Btw, 1ULL<<i would normally be faster, if your shift unit is not overloaded. Note that i7 has only one shift unit, so it can be a bottleneck.
-
hyatt
- Posts: 1242
- Joined: Thu Jun 10, 2010 2:13 am
- Real Name: Bob Hyatt (Robert M. Hyatt)
- Location: University of Alabama at Birmingham
-
Contact:
Post
by hyatt » Tue Oct 06, 2015 7:55 pm
H.G.Muller wrote:thevinenator wrote:void BitmapTest()
{
U64 i,j,val;
U64 PowerOf2[64];
for (i = 0; i <= 63; i++)
PowerOf2 = (1ULL << i);
clock_t begin = clock();
for (j = 1; j < 1000000000; j++)
for (i = 0; i < 64; i++)
{
// try using shifts
val = 1ULL << i;
// try array
// val = PowerOf2;
}
printf("%llu\n", val); // needed to keep the optimizer from not doing the loops
}
If the compiler truly optimizes, this should always execute in zero time. At least, that is what such test attempts always do for me. With gcc -O2 the compiler is clever enough to see that the assignment to val is never used within the loop, and deletes the entire loop! It only generates the code for printf("%llu\n", 1ULL<<63);.

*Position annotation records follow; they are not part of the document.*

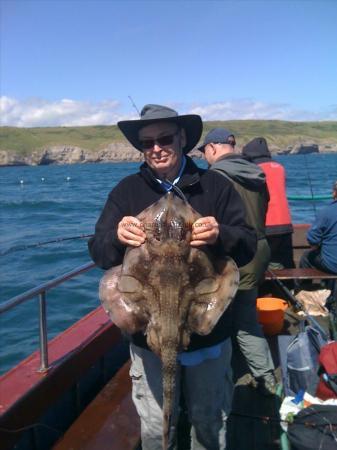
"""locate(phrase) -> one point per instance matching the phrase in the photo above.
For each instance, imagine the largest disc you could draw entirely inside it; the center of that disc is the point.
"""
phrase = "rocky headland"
(116, 152)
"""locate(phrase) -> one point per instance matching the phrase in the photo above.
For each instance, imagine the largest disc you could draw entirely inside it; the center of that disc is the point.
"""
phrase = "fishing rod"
(296, 303)
(134, 105)
(39, 244)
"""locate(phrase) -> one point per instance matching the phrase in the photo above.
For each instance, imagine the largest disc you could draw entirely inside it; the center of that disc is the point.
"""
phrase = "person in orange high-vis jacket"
(279, 228)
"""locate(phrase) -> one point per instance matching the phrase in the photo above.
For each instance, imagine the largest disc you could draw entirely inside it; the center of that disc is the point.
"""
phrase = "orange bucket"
(270, 312)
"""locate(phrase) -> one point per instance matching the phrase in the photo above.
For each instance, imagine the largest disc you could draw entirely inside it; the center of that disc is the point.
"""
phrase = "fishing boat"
(75, 391)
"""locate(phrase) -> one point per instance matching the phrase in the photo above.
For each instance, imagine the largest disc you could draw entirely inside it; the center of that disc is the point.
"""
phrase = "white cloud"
(245, 109)
(36, 112)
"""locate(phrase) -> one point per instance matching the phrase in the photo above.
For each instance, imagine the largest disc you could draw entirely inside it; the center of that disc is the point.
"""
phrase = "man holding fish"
(219, 231)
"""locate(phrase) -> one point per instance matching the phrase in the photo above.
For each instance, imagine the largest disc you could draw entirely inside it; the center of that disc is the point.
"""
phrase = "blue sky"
(76, 62)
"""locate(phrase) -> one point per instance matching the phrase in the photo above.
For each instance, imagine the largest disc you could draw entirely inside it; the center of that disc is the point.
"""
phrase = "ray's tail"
(169, 361)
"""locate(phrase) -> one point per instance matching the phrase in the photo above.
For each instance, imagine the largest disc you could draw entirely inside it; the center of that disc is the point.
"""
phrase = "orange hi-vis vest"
(278, 212)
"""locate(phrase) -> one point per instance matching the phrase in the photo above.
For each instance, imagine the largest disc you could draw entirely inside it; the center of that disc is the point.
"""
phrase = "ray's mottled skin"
(168, 289)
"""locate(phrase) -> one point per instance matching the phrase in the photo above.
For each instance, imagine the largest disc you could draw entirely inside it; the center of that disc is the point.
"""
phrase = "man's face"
(162, 147)
(209, 153)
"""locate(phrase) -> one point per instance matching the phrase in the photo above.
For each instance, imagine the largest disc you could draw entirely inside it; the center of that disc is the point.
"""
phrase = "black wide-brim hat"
(191, 123)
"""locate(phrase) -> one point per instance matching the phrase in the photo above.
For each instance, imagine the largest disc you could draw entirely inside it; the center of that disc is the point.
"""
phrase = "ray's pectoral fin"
(122, 298)
(213, 295)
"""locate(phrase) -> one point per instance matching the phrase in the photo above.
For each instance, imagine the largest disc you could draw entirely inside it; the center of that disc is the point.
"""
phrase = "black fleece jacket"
(209, 193)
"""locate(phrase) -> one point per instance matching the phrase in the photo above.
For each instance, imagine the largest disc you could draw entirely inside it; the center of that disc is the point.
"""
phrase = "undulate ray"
(168, 289)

Btw, 1ULL<<i would normally be faster, if your shift unit is not overloaded. Note that i7 has only one shift unit, so it can be a bottleneck.
I had told him to look at the asm output (gcc -s). His loop is gone. All that is left is the loop with the print, since a function call prevents optimizing the loop away unless the function can be inlined and it also does nothing...
-
H.G.Muller
- Posts: 190
- Joined: Sun Jul 14, 2013 10:00 am
- Real Name: H.G. Muller
Post
by H.G.Muller » Wed Oct 07, 2015 9:56 am
Indeed. And even if not (i.e. when compiled without any optimalization) the execution time should be completely dominated by the printf. His program prints a billion lines. How much time would it take to print one line (and scroll the window) compared to doing 64 shifts or loads...?
-
MathAddict
- Posts: 3
- Joined: Mon Oct 26, 2015 2:24 pm
- Real Name: Rian Neogi
Post
by MathAddict » Mon Oct 26, 2015 2:30 pm
On a side note, are addition and multiplication operators faster than array lookups?
-
hyatt
- Posts: 1242
- Joined: Thu Jun 10, 2010 2:13 am
- Real Name: Bob Hyatt (Robert M. Hyatt)
- Location: University of Alabama at Birmingham
-
Contact:
Post
by hyatt » Wed Oct 28, 2015 2:39 am
Impossible to answer. If the table lookup comes from L1, no. If it comes from L2 it might be a tossup for multiply but add will be faster. If it comes from L3 or even main memory most anything is faster...